People are inundated daily with requests for their personal information such as their full name, address and telephone number. Most of us have become so accustomed to these requests that we complacently comply when asked for this information. While some of these requests (like those from doctors’ offices, job applications and government agencies) may be legitimate, many are not. Even the legitimate requests often ask for far more information than necessary. To effectively combat identity theft and invasion of privacy, consumers need to proactively protect their personal information by only sharing the necessary information on an as needed basis.
Most major grocery stores have implemented the use of shopping cards. To receive the advertised specials, a consumer must have a “shopping card”. To receive one of these cards, you must give the store basic personal information. While identity theft is highly unlikely to occur, invasion of your privacy may. The store now has the ability to track all of your purchases presumably with your permission. Consumers, understandably, are unlikely to care if their local grocer knows how many bananas or how many rolls of toilet paper they purchase each week.
However, many of these grocery stores have pharmacies. If these pharmacies required you to present your shopping card to get the best prices on your prescriptions, the grocer would have the ability to track your medical history which would be stored in the grocer’s central database. While pharmacists and their staff are trained in HIPPA regulations to ensure your medical records remain confidential, grocery store employees are not. However unlikely it may be, the potential for abuse is real. This is one of the largest reasons people look at establishing privately held companies.
It is increasingly difficult to shop without imparting some degree of personal information to the store. Cashiers routinely ask for either your zip code or your telephone number. Zip codes help the store determine the demographics of their shoppers. However, telephone numbers do not. If I give the cashier my phone number, I am giving the store my tacit permission to call me. When asked for my phone number, I politely say, “No, thank you.” The cashier is usually surprised but none have been offended. My phone number is on the do not call list for a reason. I do not want telemarketing calls.

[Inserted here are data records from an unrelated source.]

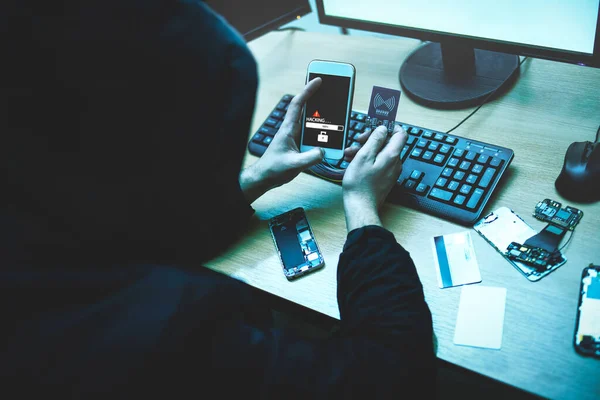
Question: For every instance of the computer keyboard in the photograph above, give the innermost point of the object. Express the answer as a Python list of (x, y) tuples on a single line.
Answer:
[(444, 175)]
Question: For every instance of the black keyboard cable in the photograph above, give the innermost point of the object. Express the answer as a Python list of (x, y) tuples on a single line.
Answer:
[(489, 96)]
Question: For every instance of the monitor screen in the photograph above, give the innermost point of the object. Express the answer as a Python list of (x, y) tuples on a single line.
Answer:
[(565, 26), (471, 47), (253, 18)]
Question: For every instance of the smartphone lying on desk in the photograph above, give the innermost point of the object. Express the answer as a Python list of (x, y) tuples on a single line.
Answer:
[(295, 243), (502, 227), (587, 325)]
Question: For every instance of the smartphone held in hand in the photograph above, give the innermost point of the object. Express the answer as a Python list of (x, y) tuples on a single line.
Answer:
[(327, 113)]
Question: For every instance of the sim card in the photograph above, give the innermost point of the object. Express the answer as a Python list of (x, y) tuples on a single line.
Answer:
[(383, 107)]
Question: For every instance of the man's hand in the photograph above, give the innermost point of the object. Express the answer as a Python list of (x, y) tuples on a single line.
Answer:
[(282, 161), (370, 177)]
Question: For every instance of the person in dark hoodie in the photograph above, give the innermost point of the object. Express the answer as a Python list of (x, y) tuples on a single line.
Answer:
[(124, 127)]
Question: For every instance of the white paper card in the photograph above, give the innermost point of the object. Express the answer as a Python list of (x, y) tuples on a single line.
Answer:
[(480, 318)]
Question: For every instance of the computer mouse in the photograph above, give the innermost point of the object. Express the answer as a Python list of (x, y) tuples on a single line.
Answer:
[(579, 179)]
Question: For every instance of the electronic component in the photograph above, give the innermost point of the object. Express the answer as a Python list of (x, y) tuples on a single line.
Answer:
[(550, 211), (533, 256)]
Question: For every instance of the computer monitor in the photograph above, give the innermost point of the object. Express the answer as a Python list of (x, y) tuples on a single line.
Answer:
[(254, 18), (472, 47)]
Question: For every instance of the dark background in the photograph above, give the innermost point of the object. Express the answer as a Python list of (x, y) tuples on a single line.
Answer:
[(331, 100)]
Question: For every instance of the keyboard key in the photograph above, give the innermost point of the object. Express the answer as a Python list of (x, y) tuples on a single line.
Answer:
[(416, 153), (444, 149), (277, 114), (410, 184), (414, 131), (477, 168), (404, 152), (495, 162), (475, 197), (440, 194), (465, 189), (453, 185), (421, 188), (466, 175), (433, 146), (471, 179), (460, 199), (416, 175), (271, 122), (459, 175), (439, 159), (265, 130), (487, 177), (470, 155)]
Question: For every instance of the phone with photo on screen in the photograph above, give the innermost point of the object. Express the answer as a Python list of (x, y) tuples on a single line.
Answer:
[(295, 243), (326, 114)]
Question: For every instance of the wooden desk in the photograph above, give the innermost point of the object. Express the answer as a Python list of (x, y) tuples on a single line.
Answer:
[(551, 105)]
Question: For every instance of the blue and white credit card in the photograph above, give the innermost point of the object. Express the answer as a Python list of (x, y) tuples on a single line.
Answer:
[(454, 258)]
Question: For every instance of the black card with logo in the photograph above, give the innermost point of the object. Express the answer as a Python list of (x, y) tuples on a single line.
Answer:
[(384, 103)]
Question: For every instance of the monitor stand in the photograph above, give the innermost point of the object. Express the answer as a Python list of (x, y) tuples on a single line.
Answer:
[(454, 76)]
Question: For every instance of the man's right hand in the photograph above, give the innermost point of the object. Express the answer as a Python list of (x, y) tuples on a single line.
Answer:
[(370, 177)]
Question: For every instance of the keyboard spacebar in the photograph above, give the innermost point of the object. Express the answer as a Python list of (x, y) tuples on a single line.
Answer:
[(440, 194)]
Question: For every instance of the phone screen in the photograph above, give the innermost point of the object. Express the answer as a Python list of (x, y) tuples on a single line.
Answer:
[(295, 242), (587, 329), (326, 112)]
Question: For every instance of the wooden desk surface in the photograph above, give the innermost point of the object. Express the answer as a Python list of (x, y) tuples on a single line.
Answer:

Employment applications and doctors’ offices routinely ask for social security numbers. Unless you are applying for a federal job, you do not need to provide a potential employer with a social security number until after you are hired. Doctors’ offices usually claim they need your social security number for insurance purposes. My insurance company doesn’t have my social security number so why does my doctor need it?
With the advent of new technology, the risk of invasion of privacy and identity theft has increased. Consumers should be discerning when giving out personal information. The danger isn’t in obtaining a shopping card or in giving the cashier your zip code; it is in doing so without any thought to the possible implications. Consumers need to know how their information is being utilized.